Sex Scandal, Hipocrisy Brings Down Spitzer
He went after Wall Street, the insurance industry, going after some of the biggest players in their respective industries, and gained fame as the crusader of justice during his tenure as New York Attorney Eliot Spitzer. Now the man who was once dubbed "Mr. Crusader" has fallen from grace with all the makings of a Greek tragedy.
Spitzer resigned as governor of New York yesterday, scheduled to take effect on Monday, March 17, amid allegations of being involved in a prostitution ring, the hypocrisy and irony lost on no one. Women's rights groups had hailed his efforts to bring stronger penalties against men who used prostitutes.
The governor who liked to call himself "the steamroller" reportedly came to the attention of prosecutors because he was moving money from a bank account in a suspicious manner. That led investigators to a high class prostitution agency, and to the revelation that Spitzer was one of its clients.
New York's tabloids reported on Wednesday that the governor had spent some $80,000 on prostitutes.

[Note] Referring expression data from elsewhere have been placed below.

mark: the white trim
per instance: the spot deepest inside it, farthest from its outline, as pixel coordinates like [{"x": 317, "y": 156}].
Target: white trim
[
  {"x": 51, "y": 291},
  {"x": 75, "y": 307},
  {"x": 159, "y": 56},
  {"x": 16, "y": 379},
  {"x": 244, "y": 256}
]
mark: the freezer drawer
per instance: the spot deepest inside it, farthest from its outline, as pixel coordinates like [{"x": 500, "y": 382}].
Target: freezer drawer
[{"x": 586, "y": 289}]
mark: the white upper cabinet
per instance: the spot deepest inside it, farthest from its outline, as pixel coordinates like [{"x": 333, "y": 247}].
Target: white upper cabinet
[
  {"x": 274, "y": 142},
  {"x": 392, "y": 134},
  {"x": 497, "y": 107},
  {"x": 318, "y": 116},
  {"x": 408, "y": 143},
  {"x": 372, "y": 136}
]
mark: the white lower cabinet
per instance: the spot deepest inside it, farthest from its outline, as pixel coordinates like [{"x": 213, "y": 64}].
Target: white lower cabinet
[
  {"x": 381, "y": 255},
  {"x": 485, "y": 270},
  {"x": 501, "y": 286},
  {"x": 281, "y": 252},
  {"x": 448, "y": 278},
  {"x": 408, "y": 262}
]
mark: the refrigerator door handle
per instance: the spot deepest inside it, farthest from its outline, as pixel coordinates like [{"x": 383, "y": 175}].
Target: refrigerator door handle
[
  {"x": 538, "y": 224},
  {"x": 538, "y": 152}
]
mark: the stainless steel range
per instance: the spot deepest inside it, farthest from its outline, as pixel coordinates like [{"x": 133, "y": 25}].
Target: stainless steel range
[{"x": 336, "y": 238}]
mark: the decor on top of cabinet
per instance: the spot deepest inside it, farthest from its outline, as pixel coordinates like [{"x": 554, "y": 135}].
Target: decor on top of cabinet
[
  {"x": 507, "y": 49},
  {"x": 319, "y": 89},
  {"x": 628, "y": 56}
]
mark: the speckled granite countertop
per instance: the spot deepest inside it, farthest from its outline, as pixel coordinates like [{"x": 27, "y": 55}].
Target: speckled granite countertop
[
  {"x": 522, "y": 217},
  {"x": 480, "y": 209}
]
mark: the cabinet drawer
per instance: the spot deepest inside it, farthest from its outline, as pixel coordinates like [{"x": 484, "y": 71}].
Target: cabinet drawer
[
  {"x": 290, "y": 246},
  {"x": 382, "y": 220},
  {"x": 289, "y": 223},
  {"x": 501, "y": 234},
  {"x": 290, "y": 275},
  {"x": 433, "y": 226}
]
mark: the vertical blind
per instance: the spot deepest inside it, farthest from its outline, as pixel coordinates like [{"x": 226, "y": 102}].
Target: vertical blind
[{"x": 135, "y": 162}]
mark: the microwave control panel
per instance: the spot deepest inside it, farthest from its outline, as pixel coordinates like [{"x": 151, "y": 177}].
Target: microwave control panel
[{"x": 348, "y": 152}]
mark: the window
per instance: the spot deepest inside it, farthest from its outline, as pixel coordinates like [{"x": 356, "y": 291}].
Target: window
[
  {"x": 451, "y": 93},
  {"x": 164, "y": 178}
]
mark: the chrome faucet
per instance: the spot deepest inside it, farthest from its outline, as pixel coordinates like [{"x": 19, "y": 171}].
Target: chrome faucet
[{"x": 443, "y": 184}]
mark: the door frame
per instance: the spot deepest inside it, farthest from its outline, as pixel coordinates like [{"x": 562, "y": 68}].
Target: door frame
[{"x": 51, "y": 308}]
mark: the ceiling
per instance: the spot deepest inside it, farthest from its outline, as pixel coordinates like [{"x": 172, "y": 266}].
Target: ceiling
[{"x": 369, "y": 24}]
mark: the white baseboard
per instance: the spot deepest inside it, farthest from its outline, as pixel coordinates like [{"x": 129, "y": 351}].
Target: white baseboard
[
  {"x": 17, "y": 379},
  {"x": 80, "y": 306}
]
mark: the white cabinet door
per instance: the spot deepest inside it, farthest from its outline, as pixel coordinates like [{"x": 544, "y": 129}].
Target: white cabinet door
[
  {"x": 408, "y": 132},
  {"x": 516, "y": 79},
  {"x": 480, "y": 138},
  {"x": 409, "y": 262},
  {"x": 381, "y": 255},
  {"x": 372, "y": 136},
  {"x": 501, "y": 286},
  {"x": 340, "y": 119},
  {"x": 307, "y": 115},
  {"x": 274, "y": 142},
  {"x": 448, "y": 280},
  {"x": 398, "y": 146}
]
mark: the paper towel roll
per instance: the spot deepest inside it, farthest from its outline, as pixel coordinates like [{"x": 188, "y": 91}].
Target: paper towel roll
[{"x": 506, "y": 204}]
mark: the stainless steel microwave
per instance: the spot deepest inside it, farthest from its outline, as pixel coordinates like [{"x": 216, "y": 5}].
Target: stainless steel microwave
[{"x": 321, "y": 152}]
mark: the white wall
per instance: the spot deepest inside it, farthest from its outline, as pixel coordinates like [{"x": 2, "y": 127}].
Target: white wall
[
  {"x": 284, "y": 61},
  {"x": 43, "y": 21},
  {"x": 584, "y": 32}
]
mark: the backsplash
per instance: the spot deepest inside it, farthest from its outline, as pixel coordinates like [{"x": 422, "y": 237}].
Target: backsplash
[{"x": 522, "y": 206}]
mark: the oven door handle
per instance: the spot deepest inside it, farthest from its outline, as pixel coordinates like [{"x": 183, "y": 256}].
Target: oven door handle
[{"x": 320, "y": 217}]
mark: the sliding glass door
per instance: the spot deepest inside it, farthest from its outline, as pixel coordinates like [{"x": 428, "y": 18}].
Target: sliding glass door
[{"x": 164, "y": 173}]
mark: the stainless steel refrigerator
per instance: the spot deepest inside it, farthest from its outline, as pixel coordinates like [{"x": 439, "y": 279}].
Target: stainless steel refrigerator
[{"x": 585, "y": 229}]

Spitzer faces the possibility of federal criminal charges over how he may have paid for prostitution services, specifically charges of structuring, which entail payments made so as to conceal their purpose and source.
Another violation may involve money laundering, if payments made to the suspected prostitution ring's shell corporations are found to be part of a larger conspiracy, legal experts said.
Legal observers speculated Spitzer was seeking to reach a deal to avoid or reduce any criminal liability before he left office. On Wednesday, the top federal prosecutor in New York said there was no such deal.